Badanku terlalu lemas, namun aku masih sadar. Aku merasakan sakitnya jarum kasur ditusukkan pada tubuhku lewat selangkangan dan tangan. Menikmati deritanya tiga jam tangan dan kaki tidak boleh bergerak.

Aku hanya terkulai lemas memandangi darah di selang-selang. Aku tak mengerti bagaimana bisa darah dari tubuhku bisa diputar ke mesin.

"Ternyata darahnya memang dicuci... Pakai air dua jerigen," seloroh ibuku.

Aku menatap mesin mesin dialysis sebesar kulkas. Setiap mesin punya penghuni. Anehnya, berbeda dengan aku yang tak berdaya, mereka semua terlihat sehat dan penuh semangat padahal usia rata-rata separuh baya.

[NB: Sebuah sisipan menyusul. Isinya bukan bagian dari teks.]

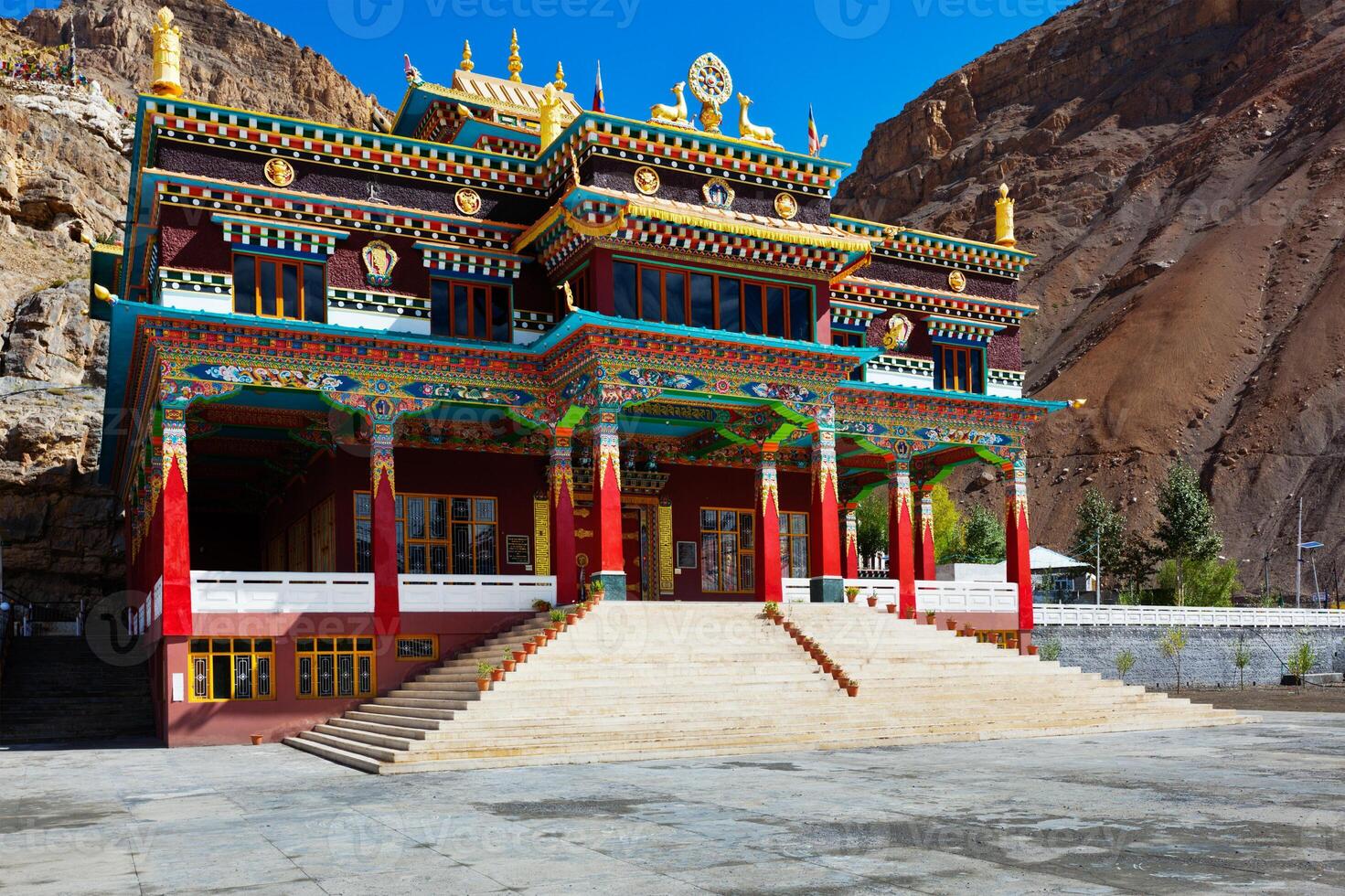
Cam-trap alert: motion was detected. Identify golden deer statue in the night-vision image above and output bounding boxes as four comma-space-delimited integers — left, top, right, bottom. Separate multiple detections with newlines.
739, 93, 780, 146
649, 80, 688, 126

Ada yang sudah tiga tahun, ada yang baru beberapa bulan. Baru kusadari cuci darah ini adalah semacam terapi.

Semangat mereka menular padaku. Tiba-tiba aku mulai merasa lapar, bersamaan dengan kempesnya bengkak di kakiku.

"Boleh sambil makan dan boleh minum teh," kata perawat ketika ibuku menanyakannya ke perawat.

Selesai HD badanku enakan. Aku merasa sembuh.

***

Aku menjalani HD pertamaku dengan lancar. Dalam hatiku berharap bisa mendapatkan tempat untuk HD rutin di RS ini, namun ternyata mendapatkan tempat HD rutin tak semudah membalikkan telapak tangan. Tak semudah yang kubayangkan.

Perasaan galau dan campur aduk membuatku terpuruk. Aku menyalahkan diri sendiri, aku menyalahkan nasib, aku menyalahkan kopi. Aku bahkan menyalahkan ibuku. Rasanya geram sekali bahwa aku-lah yang harus diuji dengan penyakit ini.

Setelah cuci darah pertama aku konsultasi ke beberapa rumah sakit, tak semudah bertemu dokter dan bisa kembali cuci darah lagi.Tidak.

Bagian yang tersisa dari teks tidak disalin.